Struggling with the "Umbral Algebra"

Question

I am reading a lot of papers and material that deal with "Umbral Calculus" and "Umbral Algebra" and am finding myself very confused and am hoping I can get a little more clarity. For those willing to help i should let you know that most, if not all, the material i will be referencing comes from a publication by Steven Roman and Gian-Carlo Rota called "The Umbral Calculus". Section three deals with "The Umbral Algebra"

Let $P$ be a commutative algebra of all polynomials in a single variable $x$ with coefficients in a field $K$ of characteristic zero and let $P^*$ be the vector space of all linear functionals on $P$. Denote the action of a linear functional on a polynomial by

$$\langle L\mid p(x)\rangle$$

From here $P^*$ is made into an algebra by allowing the product of two linear functionals $L$ and $M$ to be defined as

$$\langle LM\mid x^n\rangle=\sum_{k=0}^n\binom{n}{k}\langle L \mid x^k\rangle \langle M\mid x^{n-k}\rangle$$

Now that the product is defined, it is mentioned that this umbral algebra is related to the algebra of real functions under convolution. Let $f$ and $g$ be functions such that

$$\int_{-\infty}^\infty f(x)x^n dx \text{ and }\int_{-\infty}^\infty g(x)x^n dx$$

are defined for all integers $n\ge 0$. This is where I get confused pretty hardcore. The paper now defines linear functionals $L_f$ and $L_g$ by

$$\langle L_f \mid p(x)\rangle=\int_{-\infty}^{\infty}f(x)p(x)dx$$ $$\langle L_g \mid p(x)\rangle=\int_{-\infty}^{\infty}g(x)p(x)dx$$

Then it states the product $L_fL_g$ is the linear functional

$$\langle L_f L_g \mid p(x)\rangle=\int_{-\infty}^{\infty}h(x)p(x)dx$$

where

$$h(x)=\int_{-\infty}^{infty}f(t)g(x-t)dt$$

Here is my first question: Under the assumption that $\langle L\mid p(x)\rangle$ was defined as "the action of a linear functional on a polynomial", is it also true that the action of a linear functional on a polynomial is itself a linear functional? This would seem true by definition alone, but verification helps.

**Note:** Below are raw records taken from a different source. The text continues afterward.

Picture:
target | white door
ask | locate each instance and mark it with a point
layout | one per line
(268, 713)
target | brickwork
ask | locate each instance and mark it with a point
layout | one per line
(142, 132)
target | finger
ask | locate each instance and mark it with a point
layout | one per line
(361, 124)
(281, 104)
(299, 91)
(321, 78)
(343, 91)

Here is my second question: obviously $p(x)=x^n$ is a polynomial in $x$ How was it determined that convolution was the necessary definition of product that allowed this algebra to be defined? The paper makes it seem obvious but I am one that has struggled with the dual space. My major confusion comes from the definition of an action. Is it true the action of a linear functional on a polynomial is itself a linear functional? If so, why name it differenlty? Why call it "the action"?

Finally, as a comment, i have struggled with the concepts of abstract algebra and am aware of the topic of group actions. Are these topics related and can the reader point me in a direction of books/papers that makes these ideas more obvious?

Answer 1

I don't really understand your questions but I can try and clarify what is going on. The polynomials $P = K[x]$ form a commutative algebra and a vector space over $K$ whose basis is given by the monomials $(x^i)_{i=0}^{\infty}$. The elements in the dual space $P^{*}$ are linear functionals $L \colon K[x] \rightarrow K$ and so they "eat" polynomials and return scalars in a linear way. Instead of writing $L(p)$ for the result of applying $L$ to the polynomial $p \in K[x]$, your text uses the notation

$$ \left< L \, | \, p(x) \right> = L(p(x)) $$

and reasonably calls it "the action" of $L$ on $p$. Since $L$ is linear, it is uniquely determine by its action on the basis elements $x^i$ of $P$ and so given two linear functionals $L,M$ one can define a new linear functional $LM$ implicitly by requiring that

$$ (LM)(x^n) = \sum_{k=0}^n {n \choose k} L \left(x^k \right) M \left( x^{n-k} \right). $$

Now, assume $K = \mathbb{R}$. Given $f \colon \mathbb{R} \rightarrow \mathbb{R}$, we can try and define a linear functional $L_f$ on $P$ by setting

$$ (L_f)(p) := \int_{-\infty}^{\infty} f(x) p(x) \, dx.$$

For this to be well-defined, we will need to make sure that the integral on the right exists for all polynomials $p \in P$. Now, given $f,g$ for which $L_{f},L_{g}$ is well-defined, we can ask whether the multiplication $L_{f}L_{g}$ is of the form $L_{h}$ for some $h \colon \mathbb{R} \rightarrow \mathbb{R}$. It turns out that $M_{f}M_{g} = M_{f \star g}$ when $f \star g$ is the convolution of $f$ and $g$ (assuming it exists). This relates the product of the linear functionals $M_f,M_g$ with the product of the functions $f,g$ in the sense of convolution.